これらの行政手続きは物件所在地・建物規模により運用が異なり、本記事で網羅的な解説はできません。内装業者選定と並行して、早い段階で保健所・建築主事・消防署・建築士等の専門家へ相談することを前提にスケジュールを組んでください。
6. 見積書・施工会社選びのチェックリスト
内装工事は「言った・言わない」のトラブルが起きやすい取引です。契約前に以下のチェックリストで見積書・契約内容を確認しましょう。
6-1. 見積書チェックリスト(最低7項目)
- 工事範囲が明細化されているか: 「内装工事一式」のような大まかな表記ではなく、解体・仕上げ・電気・給排水・什器・サインなど項目ごとに金額が分かれているか
- 数量根拠が明記されているか: 床面積・壁面積・配管本数など、数量の根拠(㎡数・m数)が記載されているか
- 「一式」表記が多用されていないか: 「一式」表記が多いと、後から「これは含まれていない」と言われるリスクが高まります
- 追加工事が発生する条件が明記されているか: 解体後に判明した下地の劣化・配管の老朽化など、追加費用が発生しうる項目とその概算単価が事前に説明されているか
- 工期(着工日・完工日)が明記されているか: 遅延時の対応(違約金の有無等)についても確認しておくと安心です
- 支払いサイト(着手金・中間金・完工金)が明記されているか: 一般的に着手金3割・中間金3〜4割・完工金の残額という分割払いが多いと言われますが、業者により条件は異なります
- 瑕疵担保・保証内容が明記されているか: 完工後の不具合対応(保証期間・対象範囲)が契約書に記載されているか
6-2. 相見積もりの取り方
相見積もりは最低2〜3社から取ることをおすすめします。ただし、単に金額だけを比較すると、前述の通り「何が含まれているか」が業者ごとに異なるため正確な比較になりません。以下の条件を揃えた上で依頼しましょう。

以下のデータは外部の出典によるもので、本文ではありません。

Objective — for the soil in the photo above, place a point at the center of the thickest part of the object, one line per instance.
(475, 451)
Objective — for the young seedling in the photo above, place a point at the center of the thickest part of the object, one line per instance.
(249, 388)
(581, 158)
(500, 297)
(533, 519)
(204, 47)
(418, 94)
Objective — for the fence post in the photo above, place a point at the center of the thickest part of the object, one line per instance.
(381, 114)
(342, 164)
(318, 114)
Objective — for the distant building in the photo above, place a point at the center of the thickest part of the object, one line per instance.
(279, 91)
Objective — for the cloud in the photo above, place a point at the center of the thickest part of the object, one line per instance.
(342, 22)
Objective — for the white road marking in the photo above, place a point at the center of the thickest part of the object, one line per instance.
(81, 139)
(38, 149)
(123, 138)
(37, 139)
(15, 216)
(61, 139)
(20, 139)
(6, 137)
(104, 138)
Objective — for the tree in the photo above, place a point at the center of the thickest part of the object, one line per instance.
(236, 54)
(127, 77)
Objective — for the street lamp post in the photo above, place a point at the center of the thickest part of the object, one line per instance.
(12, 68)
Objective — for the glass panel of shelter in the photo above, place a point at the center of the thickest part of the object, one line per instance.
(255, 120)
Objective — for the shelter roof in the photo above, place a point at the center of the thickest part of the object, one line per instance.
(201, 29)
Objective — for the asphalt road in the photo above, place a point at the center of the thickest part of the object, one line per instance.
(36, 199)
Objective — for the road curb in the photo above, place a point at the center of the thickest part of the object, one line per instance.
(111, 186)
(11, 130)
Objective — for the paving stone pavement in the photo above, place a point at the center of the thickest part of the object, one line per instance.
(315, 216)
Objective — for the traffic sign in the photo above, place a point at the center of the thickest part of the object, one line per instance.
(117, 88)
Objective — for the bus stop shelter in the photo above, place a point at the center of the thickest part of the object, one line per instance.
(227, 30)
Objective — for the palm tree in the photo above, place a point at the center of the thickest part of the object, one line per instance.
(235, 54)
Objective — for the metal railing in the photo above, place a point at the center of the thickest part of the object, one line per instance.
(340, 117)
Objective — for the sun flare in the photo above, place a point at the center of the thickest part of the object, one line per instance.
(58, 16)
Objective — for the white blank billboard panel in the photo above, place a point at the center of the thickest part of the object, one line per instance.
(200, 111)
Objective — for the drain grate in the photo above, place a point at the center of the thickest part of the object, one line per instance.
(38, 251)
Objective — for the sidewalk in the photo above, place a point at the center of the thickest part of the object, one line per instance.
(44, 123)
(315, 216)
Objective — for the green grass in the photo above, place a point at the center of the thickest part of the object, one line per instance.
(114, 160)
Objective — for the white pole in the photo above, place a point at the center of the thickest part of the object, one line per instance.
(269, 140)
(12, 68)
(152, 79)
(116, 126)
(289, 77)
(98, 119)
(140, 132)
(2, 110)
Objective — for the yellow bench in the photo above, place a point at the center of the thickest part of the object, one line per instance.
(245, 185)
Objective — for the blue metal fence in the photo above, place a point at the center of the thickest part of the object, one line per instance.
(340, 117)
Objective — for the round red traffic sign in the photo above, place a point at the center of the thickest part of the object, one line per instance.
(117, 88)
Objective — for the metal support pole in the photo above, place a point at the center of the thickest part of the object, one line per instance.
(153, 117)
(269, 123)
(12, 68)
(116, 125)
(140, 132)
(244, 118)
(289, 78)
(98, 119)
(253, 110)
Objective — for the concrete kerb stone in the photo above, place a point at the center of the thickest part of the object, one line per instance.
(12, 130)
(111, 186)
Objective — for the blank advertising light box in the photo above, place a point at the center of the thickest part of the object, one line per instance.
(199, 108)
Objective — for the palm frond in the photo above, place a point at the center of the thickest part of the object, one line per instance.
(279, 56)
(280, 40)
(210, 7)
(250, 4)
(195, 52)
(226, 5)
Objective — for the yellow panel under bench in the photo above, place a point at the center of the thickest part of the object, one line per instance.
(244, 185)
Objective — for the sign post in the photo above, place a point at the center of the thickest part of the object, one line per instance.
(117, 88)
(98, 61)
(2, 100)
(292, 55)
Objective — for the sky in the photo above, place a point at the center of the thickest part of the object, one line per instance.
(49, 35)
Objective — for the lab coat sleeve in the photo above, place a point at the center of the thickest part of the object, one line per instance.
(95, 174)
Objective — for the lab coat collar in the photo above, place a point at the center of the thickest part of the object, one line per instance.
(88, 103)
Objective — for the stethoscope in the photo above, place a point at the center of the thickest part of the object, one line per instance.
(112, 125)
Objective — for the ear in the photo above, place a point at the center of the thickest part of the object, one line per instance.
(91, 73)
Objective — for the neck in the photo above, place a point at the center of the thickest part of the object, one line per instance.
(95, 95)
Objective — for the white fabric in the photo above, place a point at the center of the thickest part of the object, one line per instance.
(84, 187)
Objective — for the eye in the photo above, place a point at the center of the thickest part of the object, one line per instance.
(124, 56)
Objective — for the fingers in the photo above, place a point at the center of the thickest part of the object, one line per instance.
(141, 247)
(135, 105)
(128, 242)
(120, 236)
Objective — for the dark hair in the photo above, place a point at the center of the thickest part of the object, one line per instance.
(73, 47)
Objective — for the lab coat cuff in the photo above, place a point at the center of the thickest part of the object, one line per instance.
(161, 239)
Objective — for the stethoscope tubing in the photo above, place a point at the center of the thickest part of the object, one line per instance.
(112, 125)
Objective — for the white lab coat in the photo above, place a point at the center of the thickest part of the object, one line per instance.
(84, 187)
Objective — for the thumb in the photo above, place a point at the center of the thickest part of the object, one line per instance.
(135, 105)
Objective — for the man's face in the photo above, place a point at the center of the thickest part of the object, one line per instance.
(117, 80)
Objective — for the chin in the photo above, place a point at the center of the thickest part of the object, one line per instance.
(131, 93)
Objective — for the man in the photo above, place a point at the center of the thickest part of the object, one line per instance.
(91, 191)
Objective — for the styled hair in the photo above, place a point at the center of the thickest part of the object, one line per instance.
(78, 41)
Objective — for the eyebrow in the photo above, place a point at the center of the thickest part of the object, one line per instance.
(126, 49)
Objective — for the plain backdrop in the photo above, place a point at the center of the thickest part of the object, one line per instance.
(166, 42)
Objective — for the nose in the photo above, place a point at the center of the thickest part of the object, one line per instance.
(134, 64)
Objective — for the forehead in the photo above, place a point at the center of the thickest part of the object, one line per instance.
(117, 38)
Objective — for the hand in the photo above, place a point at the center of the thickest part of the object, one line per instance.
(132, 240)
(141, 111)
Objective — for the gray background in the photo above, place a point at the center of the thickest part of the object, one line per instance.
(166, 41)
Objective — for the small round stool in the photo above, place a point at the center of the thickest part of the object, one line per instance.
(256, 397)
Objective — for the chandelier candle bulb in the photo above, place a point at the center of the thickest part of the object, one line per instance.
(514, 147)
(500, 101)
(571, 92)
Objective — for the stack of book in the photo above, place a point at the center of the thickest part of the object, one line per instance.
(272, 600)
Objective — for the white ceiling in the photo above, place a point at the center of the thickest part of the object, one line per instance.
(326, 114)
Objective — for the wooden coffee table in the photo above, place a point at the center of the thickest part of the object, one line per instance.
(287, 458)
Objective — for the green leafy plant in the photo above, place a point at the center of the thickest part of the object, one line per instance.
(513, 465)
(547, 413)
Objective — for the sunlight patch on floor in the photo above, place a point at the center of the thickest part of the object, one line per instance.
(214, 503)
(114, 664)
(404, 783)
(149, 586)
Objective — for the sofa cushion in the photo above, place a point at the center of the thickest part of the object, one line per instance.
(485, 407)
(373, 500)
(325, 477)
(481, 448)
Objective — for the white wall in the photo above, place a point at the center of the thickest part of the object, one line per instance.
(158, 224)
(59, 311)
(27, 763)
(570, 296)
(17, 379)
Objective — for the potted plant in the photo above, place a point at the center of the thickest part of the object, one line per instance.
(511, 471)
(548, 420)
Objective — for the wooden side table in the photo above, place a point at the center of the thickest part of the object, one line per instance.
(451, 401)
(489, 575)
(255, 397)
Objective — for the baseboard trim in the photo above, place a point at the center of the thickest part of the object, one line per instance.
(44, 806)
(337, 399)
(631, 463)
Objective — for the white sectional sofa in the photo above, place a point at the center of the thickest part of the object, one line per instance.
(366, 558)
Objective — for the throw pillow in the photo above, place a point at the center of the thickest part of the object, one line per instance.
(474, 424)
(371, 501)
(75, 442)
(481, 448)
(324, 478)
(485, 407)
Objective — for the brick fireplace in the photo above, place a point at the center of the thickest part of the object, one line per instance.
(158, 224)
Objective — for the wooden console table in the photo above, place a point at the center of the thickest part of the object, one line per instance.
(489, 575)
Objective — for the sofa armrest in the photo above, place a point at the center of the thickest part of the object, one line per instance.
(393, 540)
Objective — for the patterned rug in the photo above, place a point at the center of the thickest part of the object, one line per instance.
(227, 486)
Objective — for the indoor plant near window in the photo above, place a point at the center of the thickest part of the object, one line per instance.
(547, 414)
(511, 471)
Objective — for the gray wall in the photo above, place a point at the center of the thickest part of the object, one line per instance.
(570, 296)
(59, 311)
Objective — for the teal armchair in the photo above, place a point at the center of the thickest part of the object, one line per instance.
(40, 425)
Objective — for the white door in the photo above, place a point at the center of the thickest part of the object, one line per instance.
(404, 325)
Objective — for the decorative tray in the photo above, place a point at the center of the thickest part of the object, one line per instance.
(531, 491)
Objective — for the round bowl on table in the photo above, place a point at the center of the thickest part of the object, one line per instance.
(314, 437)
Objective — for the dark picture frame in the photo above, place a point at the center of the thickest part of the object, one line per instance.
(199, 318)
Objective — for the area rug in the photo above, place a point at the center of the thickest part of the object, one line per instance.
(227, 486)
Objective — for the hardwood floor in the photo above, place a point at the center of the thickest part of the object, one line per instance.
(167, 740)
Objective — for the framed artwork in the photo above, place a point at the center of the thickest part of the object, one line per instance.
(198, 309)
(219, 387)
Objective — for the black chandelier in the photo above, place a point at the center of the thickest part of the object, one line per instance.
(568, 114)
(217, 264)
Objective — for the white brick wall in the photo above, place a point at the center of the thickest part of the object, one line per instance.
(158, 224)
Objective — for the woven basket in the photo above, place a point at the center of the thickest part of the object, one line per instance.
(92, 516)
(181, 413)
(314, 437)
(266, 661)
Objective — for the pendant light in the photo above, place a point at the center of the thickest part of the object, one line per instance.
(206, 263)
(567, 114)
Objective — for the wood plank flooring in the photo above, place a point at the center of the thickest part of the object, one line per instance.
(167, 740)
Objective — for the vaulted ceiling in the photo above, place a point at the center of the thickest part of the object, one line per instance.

- 同じ図面・要望リスト(席数、シャンプー台数、希望する内装イメージ)を全社に提示する
- 什器・サイン工事を含めるか別枠にするかを統一する
- 見積もりの有効期限、消費税の内税/外税表記を確認する
6-3. 契約書に関する注意点
契約書には工事範囲・金額・工期に加え、追加工事が発生した場合の合意手続き(書面での事前承認を必須とする等)を明記しておくことがトラブル防止につながります。口頭のみでの追加工事合意は、後から「言った・言わない」の紛争に発展しやすく、契約内容によっては消費者契約法など各種法令の解釈が関わる場合もあります。契約書のひな形や特約条項の妥当性については、弁護士など専門家に事前レビューを依頼することをおすすめします。
7. 内装工事のスケジュール(標準的な工期目安)
内装工事の期間は、新装か居抜きか、また規模によって異なります。以下は一般的に言われる目安であり、物件の状態・行政手続きの進捗により前後します。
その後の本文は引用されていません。